All in all, it’s a short little play about perceived problems with the current democratic system. While billed as kid-friendly, I would note that this depends on your political and social views as a parent, and your thoughts about the use of words like “hell” and “damn” (“damn” is written on a back-drop piece featuring a storefront labeled as “Another damn UNC shop” — a reference to the North Carolina roots of this troupe).

The second act

The second act features a shadow puppet show about the history of the Prison Industrial Complex. Originally, one puppeteer joked, they were going to title it something like ‘Unicorns and Rainbows’ but that felt a little misleading. The sketch is lead by Mr. Reus (say it…say it again maybe, aloud this time…there you go–wordplay in names is always a bonus in my book), a top-hatted rabbit. The show includes historical information about the ways our prisons have morphed and changed in America (Quaker influences, unpaid prison labor, and an owl who throughout the story flaps onto the screen to distribute Prison Facts). We learn that, surprise surprise, “capitalists win” (with “womp womp” sounds provided by the audience). The main goal of the show is to show audience members the racism they claim is apparent in the prison industrial complex system, both now and throughout history.
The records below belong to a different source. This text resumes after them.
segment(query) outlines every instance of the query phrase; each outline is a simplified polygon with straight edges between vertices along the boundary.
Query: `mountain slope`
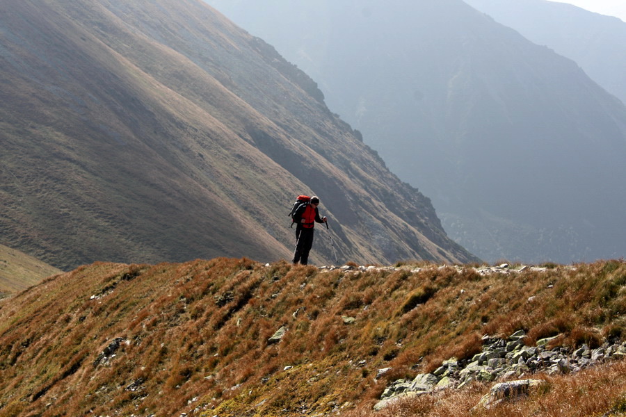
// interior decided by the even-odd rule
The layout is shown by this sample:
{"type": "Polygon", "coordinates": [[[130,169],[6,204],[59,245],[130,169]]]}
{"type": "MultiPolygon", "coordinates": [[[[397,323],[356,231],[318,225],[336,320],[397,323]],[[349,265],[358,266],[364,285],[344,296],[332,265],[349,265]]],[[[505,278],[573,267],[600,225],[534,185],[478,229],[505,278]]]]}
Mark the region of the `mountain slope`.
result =
{"type": "Polygon", "coordinates": [[[626,253],[626,108],[570,60],[458,0],[210,3],[318,80],[470,252],[626,253]]]}
{"type": "Polygon", "coordinates": [[[574,60],[593,81],[626,103],[626,22],[545,0],[465,3],[534,43],[574,60]]]}
{"type": "Polygon", "coordinates": [[[474,259],[310,79],[202,2],[12,0],[0,25],[12,247],[64,269],[289,259],[287,213],[313,193],[344,260],[474,259]]]}
{"type": "MultiPolygon", "coordinates": [[[[524,329],[531,345],[560,335],[555,346],[570,348],[623,338],[623,261],[520,266],[83,266],[0,301],[0,416],[334,415],[471,359],[485,334],[524,329]]],[[[604,399],[588,414],[620,398],[604,399]]]]}
{"type": "Polygon", "coordinates": [[[22,291],[61,271],[19,251],[0,245],[0,297],[22,291]]]}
This show includes very spiffy shadow puppets–the effect is that of an old-timey cartoon. These are not your best friend’s finger-shadow-puppets from camp! The history of the prison industrial complex may not be at the top of your list for an educational evening out with your child, but if that’s your jam, then this particular segment may be right up your alley. The show might benefit a little from fewer songs, or perhaps simply more audience participation in the songs, but overall the message comes across and as mentioned before, the shadow puppets themselves are nicely done. The troupe is on tour at the moment. Their next stops include Philadelphia, Morgantown, Asheville, and more, but they may very well arrive in Richmond once more someday in the future.

Bonus: they do birthday parties, y’all.